The check is in the mail

The check is in the mail

Finally, a paycheck for regional school superintendents!

In their typically stumbling, backward and sluggish manner, Illinois legislators last week resolved a comparatively minor problem.

They figured out a way to pay the salaries of the state's 44 regional superintendents of education, elected officials who have gone without a paycheck since July 1.

The regional superintendents became an issue following Gov. Quinn's last minute decision to veto a roughly $13 million appropriation for the salaries of the superintendents and their assistants. Quinn was indefensibly late raising the issue, and it's hard to believe a public official who professes to care about people would act in such an inappropriate fashion.

Now, after months of intermittent debate, legislators finally agreed to pay the superintendents for one year from the corporate personal property replacement tax fund, which has been reserved for local governments.

They also decided to order a study of the regional superintendents' offices to determine to what extent they are needed to oversee K-12 education or whether their duties can be transferred to other governmental entities.

Under the circumstance, that's probably the best temporary solution that could be reached.

But this backwards approach says volumes about how government in Illinois operates.
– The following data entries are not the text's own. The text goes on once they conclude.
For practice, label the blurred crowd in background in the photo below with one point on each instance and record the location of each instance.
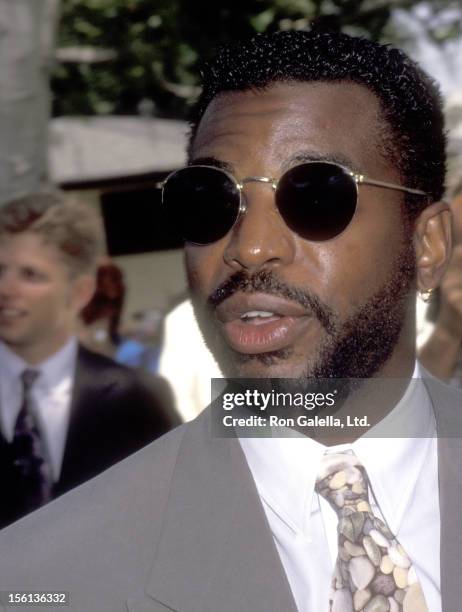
(94, 101)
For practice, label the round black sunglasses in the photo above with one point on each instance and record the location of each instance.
(316, 199)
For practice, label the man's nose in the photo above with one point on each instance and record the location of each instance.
(260, 238)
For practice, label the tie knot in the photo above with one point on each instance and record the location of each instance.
(343, 482)
(28, 378)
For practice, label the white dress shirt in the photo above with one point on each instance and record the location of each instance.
(51, 395)
(404, 477)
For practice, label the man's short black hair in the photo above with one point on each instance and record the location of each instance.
(413, 135)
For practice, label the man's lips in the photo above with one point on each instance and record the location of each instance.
(9, 313)
(260, 323)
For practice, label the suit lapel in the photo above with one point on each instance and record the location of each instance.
(216, 551)
(447, 405)
(84, 399)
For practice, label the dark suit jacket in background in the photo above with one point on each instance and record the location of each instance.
(114, 413)
(180, 527)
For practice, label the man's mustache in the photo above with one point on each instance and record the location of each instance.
(267, 282)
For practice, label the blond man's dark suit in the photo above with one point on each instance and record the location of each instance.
(114, 413)
(179, 526)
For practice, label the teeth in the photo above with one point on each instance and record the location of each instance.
(257, 313)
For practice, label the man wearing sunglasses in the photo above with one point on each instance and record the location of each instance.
(311, 210)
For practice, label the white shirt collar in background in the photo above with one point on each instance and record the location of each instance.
(52, 395)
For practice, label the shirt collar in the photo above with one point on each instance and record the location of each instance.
(285, 469)
(51, 370)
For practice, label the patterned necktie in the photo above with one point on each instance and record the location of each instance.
(33, 471)
(373, 573)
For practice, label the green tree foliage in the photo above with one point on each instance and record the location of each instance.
(158, 44)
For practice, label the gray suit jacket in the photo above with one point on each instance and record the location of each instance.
(179, 526)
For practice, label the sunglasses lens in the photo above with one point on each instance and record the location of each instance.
(203, 202)
(317, 200)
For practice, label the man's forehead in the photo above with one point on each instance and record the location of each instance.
(321, 116)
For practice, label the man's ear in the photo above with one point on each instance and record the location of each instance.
(433, 244)
(82, 291)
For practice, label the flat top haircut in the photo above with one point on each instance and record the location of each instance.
(413, 131)
(74, 228)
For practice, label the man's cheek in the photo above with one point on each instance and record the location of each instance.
(200, 270)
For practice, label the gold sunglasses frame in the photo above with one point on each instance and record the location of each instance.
(359, 179)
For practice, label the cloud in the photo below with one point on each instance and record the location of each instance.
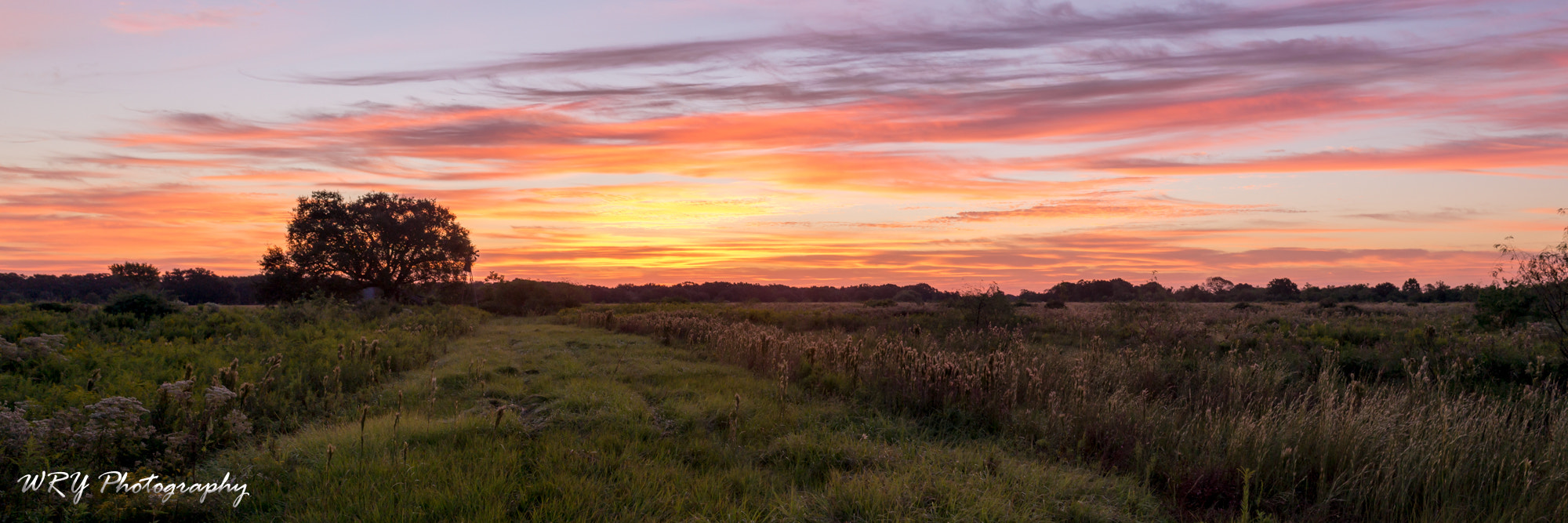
(154, 22)
(1108, 204)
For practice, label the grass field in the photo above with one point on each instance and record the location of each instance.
(797, 412)
(1230, 412)
(600, 427)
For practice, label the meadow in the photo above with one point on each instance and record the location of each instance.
(156, 389)
(976, 409)
(1313, 412)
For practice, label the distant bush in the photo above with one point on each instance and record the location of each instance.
(531, 298)
(142, 304)
(54, 307)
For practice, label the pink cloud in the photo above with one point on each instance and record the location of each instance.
(158, 20)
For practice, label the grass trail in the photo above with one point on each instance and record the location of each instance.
(600, 427)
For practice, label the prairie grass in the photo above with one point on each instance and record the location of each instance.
(604, 427)
(1308, 412)
(117, 392)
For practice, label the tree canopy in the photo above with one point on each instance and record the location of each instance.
(380, 240)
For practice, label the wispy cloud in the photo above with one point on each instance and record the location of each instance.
(153, 22)
(1017, 143)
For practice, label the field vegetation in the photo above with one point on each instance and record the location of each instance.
(979, 408)
(151, 386)
(1316, 412)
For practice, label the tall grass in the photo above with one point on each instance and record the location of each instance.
(118, 392)
(1374, 412)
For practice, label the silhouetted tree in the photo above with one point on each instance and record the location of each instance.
(1218, 285)
(380, 240)
(1283, 289)
(139, 274)
(198, 287)
(1544, 276)
(1412, 289)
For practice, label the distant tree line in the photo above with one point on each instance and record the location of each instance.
(195, 285)
(200, 285)
(1283, 289)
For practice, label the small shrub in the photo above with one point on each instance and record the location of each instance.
(53, 307)
(145, 306)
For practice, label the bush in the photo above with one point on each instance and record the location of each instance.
(142, 304)
(1504, 307)
(53, 307)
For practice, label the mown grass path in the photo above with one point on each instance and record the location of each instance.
(598, 427)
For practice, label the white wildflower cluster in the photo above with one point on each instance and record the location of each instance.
(217, 397)
(106, 431)
(32, 348)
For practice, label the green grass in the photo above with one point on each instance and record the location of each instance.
(619, 428)
(1307, 414)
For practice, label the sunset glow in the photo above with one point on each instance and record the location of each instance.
(821, 143)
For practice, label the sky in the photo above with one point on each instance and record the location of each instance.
(802, 143)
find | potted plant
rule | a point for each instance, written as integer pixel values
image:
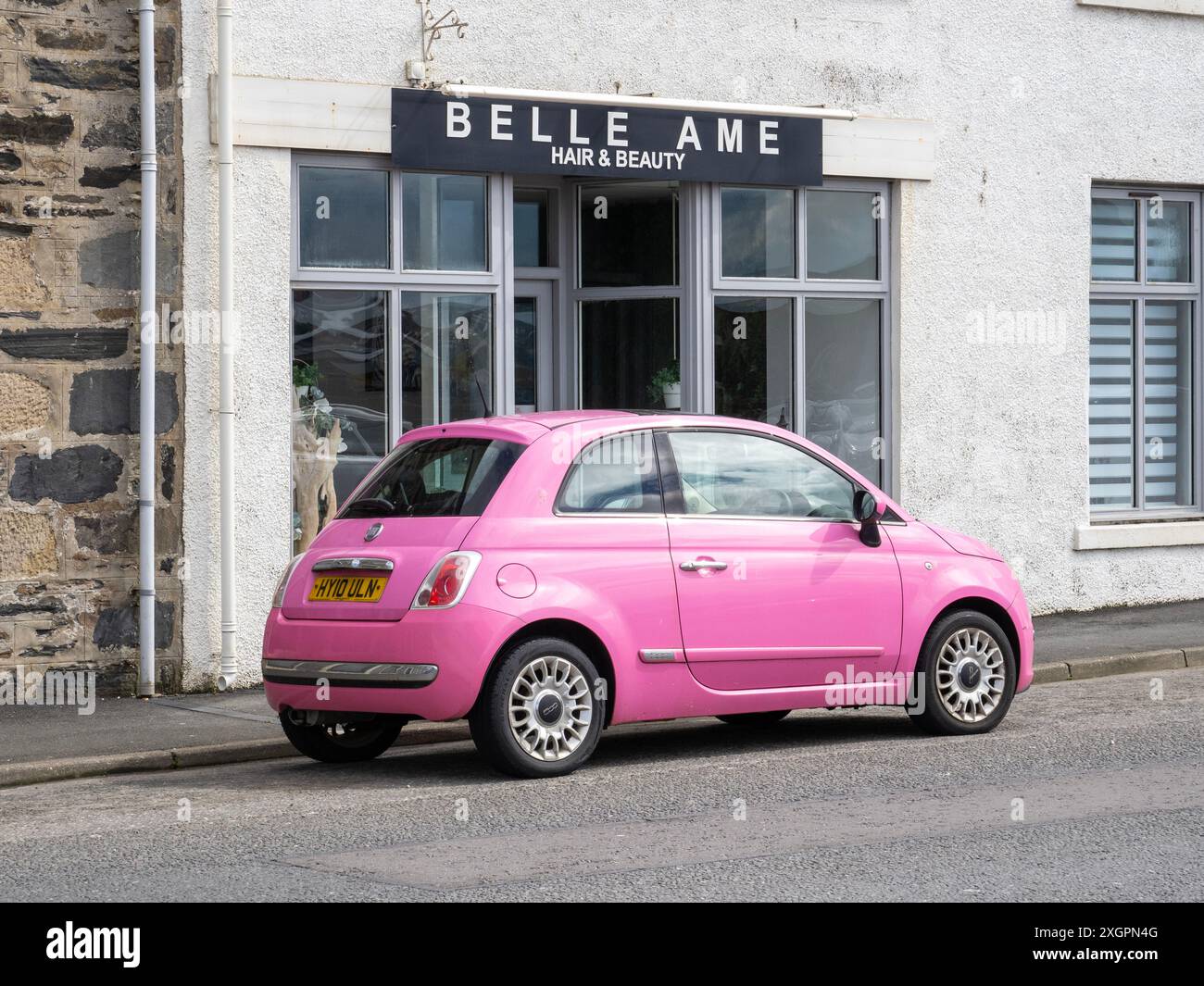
(666, 387)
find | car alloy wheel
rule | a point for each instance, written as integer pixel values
(971, 674)
(550, 708)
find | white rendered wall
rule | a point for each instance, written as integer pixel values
(1031, 100)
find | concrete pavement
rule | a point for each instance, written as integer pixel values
(1087, 791)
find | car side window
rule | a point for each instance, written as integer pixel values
(742, 474)
(617, 474)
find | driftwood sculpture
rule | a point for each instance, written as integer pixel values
(313, 473)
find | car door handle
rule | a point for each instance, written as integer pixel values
(697, 565)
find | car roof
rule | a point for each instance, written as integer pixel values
(526, 428)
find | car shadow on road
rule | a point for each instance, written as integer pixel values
(645, 744)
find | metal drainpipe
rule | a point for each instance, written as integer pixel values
(147, 360)
(229, 669)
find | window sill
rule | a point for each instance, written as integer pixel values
(1090, 537)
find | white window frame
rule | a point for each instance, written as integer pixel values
(799, 288)
(1139, 292)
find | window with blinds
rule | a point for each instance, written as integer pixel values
(1144, 413)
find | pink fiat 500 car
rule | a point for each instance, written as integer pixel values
(548, 576)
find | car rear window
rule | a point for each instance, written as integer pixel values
(614, 476)
(434, 477)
The offices of regional superintendent may be unnecessary. Their legal duties may be better done elsewhere. It's possible that tax dollars could be saved by a reorganization.

But better to find out first and then take action.

Quinn's salary veto put the cart before the horse.

Regional superintendents, elected officials who earn about $100,000 a year, are a creation of state law. If these offices are going to be re-engineered or eliminated, it will take legislative action.

It's Quinn's contention that they ought not be paid out of the state budget, but instead out of the corporate personal property tax. So why didn't he offer the appropriate legislation to the General Assembly in advance, a move that could have avoided the problems of the last four-plus months?

It's behavior like this that has raised questions about Quinn's judgment and laid the groundwork for his poor relationship with state legislators.